Choose a person’s photo. Upload the image to the website Creative Reality Studio, along with a text. Wait one moment. Ready. Now, the person in the photo appears in a video speaking the text written by you. It sounds like witchcraft, but it’s more of a feat of artificial intelligence. It is under Israeli control. D-ID.
The company claims that the service is designed to generate videos for training, corporate education, marketing campaigns, internal communication, and so on.
This must be why D-ID avoids using the term deepfake. The word is strongly associated with the negative use of technology (for political manipulation, for example).
You don’t need to be an expert in video editing to enjoy Creative Reality Studio. The site is intuitive and allows anyone to create a video with a person talking, in seconds or minutes.
All you have to do is choose one of the presenters available on the site and type some text in the field to the side.
The default language is US English, but there are 119 languages available, including Brazilian Portuguese. You can choose from a range of male and female voice options.
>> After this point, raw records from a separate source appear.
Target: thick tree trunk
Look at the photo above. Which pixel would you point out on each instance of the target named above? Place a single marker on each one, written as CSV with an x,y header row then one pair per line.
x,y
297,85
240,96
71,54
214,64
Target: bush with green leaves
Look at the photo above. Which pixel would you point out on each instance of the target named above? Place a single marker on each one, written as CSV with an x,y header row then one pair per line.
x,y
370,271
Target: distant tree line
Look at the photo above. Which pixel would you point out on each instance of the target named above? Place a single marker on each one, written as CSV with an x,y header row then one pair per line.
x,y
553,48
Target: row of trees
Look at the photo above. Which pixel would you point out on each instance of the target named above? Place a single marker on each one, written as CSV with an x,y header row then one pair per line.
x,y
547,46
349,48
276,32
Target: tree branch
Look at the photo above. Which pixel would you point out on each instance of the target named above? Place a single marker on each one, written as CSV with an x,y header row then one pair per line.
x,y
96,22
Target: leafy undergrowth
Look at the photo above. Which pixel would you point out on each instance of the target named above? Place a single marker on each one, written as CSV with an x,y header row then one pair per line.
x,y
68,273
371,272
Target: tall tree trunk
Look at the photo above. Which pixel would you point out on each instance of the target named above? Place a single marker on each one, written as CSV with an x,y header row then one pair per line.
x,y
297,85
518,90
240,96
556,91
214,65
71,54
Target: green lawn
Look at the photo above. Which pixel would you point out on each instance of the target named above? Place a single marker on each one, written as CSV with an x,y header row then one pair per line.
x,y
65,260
A voice style associated with an emotion can also be chosen: sad, friendly, hopeful, angry, among others.
It is also possible to upload an audio file with the person’s voice to give more realism to the expected content.
You already know what happens next. All this data is used by the artificial intelligence system to generate the video. Then, just download and publish the video on corporate pages, social networks and so on.
As already mentioned, it is also possible to generate a video by uploading a simple photo. Here is the result with an image of mine:
But does it work?
It works. The result is not always immediate, however. The wait time for the video to be generated depends on the duration of the speech, the language and even the chosen presenter. In any case, the process does not usually take more than a few minutes and lasts only a few seconds if the material is short.
Language is a critical factor here. There are numerous voices for American English, for example. On the other hand, there is only one female voice and one male voice for Brazilian Portuguese. At least the pronunciation is done correctly, almost always.
Overall, the result is convincing, although it’s easy to see that it’s a deepfake. Note, for example, that the head has a patterned movement, as if it were a choreography. In addition, it is possible to perceive that the movement of the lips does not always match the words pronounced.
In fact, these are the most obvious signs that you can analyze for find out if a video is deepfake.
Filters against malicious deepfakes
Gil Perry, CEO of D-ID, made it clear to the TechCrunch that Creative Reality Studio is designed for legitimate use cases, i.e. without malicious purposes. As an example, the executive explained that technology can be used for a company’s CEO to send a message to his employees in multiple languages.
But D-ID knows that deepfakes have been used for political manipulation or to damage the image of public figures, for example. That’s why the company’s system has some filters.
Algorithms can stop swearing and racist expressions, for example. In addition, the technology imports an API from Microsoft Azure that eliminates sexual or offensive lines in videos.
There is also an image recognition system that prevents — or at least tries to prevent — the use of images of famous people. I tried to upload a picture of Bill Gates and it didn’t work.
On the other hand, in the tests I did, the profanity filter worked in English, but not in Brazilian Portuguese.
There is a policy against misuse, however. D-ID explains that, in case of violation of the rules, the user can be banned from the platform and have their content deleted.
Service is paid, but has a free trial
If you want to test it, just register on Creative Reality Studio website. The service currently offers two paid plans. The first costs $49 per month and entitles you to 60 credits. Each credit corresponds to 15 seconds of video. The second is an unlimited plan, but whose value must be negotiated.
There is also a free plan, for trials, with 20 credits and duration of 14 days. In this, the generated videos have watermarks over the entire image.
For paid accounts, there are additional features such as a PowerPoint plugin, email support, and presenters with more realistic facial expressions.